What is C*ckBlocked? The app that reveals who blocked you on Grindr
Ever wanted to know who you’ve been blocked by on Grindr? A new app gets under the skin of the gay dating app by revealing exactly who’s blocked who.
C*ckBlocked is the brainchild of coder Trever Faden, who is the founder of a property management company called Atlas Lane.
Alongside his day job, Faden is also “just a gay guy who likes to code side projects,” he revealed on his Twitter feed as the app launched.
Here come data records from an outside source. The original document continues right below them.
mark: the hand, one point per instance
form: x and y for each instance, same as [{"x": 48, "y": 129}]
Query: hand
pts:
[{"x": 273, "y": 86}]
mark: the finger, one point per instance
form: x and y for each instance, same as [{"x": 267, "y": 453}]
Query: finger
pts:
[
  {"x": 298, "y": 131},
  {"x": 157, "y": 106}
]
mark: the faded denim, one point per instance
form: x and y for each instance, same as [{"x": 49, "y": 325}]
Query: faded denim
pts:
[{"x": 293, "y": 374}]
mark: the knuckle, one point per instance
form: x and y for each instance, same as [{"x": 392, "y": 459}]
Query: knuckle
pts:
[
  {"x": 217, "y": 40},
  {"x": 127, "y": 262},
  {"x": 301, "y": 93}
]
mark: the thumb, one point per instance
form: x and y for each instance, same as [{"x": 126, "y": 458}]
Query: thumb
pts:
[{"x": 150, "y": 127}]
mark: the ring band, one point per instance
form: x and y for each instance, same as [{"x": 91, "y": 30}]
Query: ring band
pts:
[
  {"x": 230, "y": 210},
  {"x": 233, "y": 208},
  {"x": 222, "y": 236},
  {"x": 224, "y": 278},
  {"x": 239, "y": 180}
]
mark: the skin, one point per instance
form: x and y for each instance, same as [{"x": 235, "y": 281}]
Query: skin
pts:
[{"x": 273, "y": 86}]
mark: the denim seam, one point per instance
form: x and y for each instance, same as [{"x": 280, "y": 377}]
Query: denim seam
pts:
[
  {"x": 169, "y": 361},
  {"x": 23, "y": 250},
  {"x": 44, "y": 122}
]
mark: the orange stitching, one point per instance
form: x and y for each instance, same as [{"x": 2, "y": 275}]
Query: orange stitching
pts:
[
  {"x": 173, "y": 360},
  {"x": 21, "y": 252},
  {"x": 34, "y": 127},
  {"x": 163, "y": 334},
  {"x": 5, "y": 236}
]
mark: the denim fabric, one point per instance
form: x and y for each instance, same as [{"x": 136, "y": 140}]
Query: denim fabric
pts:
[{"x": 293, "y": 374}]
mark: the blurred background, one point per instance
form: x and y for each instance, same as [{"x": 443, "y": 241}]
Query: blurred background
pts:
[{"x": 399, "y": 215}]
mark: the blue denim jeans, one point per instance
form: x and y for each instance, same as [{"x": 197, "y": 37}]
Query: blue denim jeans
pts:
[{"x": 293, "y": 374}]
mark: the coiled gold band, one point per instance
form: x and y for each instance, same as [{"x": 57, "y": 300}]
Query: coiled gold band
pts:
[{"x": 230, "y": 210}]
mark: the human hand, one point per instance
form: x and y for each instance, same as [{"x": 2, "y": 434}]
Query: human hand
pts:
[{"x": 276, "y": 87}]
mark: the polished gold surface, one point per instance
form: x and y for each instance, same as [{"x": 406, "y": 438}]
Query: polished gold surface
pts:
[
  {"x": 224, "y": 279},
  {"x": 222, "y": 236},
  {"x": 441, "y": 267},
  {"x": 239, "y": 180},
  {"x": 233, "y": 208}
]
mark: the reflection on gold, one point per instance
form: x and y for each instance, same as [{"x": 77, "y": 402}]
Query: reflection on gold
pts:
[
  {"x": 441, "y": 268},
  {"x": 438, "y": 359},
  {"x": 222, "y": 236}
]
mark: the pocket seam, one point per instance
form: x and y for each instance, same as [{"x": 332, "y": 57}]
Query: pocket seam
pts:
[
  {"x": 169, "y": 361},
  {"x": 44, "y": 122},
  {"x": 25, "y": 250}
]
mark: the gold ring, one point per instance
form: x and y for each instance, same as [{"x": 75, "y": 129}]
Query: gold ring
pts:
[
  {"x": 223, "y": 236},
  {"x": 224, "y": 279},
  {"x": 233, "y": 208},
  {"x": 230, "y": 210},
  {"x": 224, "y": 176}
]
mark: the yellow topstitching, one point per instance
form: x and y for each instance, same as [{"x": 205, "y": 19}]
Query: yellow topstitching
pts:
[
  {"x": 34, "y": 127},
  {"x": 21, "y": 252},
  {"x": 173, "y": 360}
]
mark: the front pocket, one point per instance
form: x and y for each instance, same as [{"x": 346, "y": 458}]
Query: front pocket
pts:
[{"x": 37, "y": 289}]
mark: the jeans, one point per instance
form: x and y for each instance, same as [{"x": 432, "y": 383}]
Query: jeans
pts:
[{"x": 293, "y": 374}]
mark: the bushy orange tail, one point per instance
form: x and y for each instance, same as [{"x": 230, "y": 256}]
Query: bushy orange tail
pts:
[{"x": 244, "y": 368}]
Grindr is yet to comment on the app. However, at the time of PinkNews going to press, the IP address for the website has been blocked by Grindr and the tool is currently out of use.
Up until this point, users visited blocked.ongrindr.com and entered their email and Grindr password to reveal their data.
Then, taa daa! The number of people you’d been blocked by, and a list of their Grindr profiles, popped up.
Faden also runs other small app businesses, which include InCongnito, “the easiest way to browse LinkedIn privately,” and a HTML Inserter for Gmail, alongside a couple of specified tech apps.
In the time since it launched, C*ckBlocked has been downloaded by 20,000 people at a rate of 500 people an hour, the website’s founder told a writer for PinkNews.
Related: A guide to gay dating apps, from Grindr to Jack’d, Hornet and Scruff
Trever reportedly created the app over one weekend, and is already facing early criticism from users who claim he is data farming Grindr user’s emails, but the creator insists the app was just a side project for fun.
He said on Twitter: “I’m happy to talk about the security concerns behind this! I’m personally the only guy who worked on it, and I can assure you I’m not the phishing type…
“No passwords are getting saved anywhere in this server-side. Grindr Auth works by way of passing email + pass, exchanging that for an authToken, which can then be used to generate session tokens. The app stores your authToken + email on your local (client-side)”.
“It then passes your email + authToken back to the server for every subsequent request, generates a fresh session token, and uses that to make requests under the user’s context!”.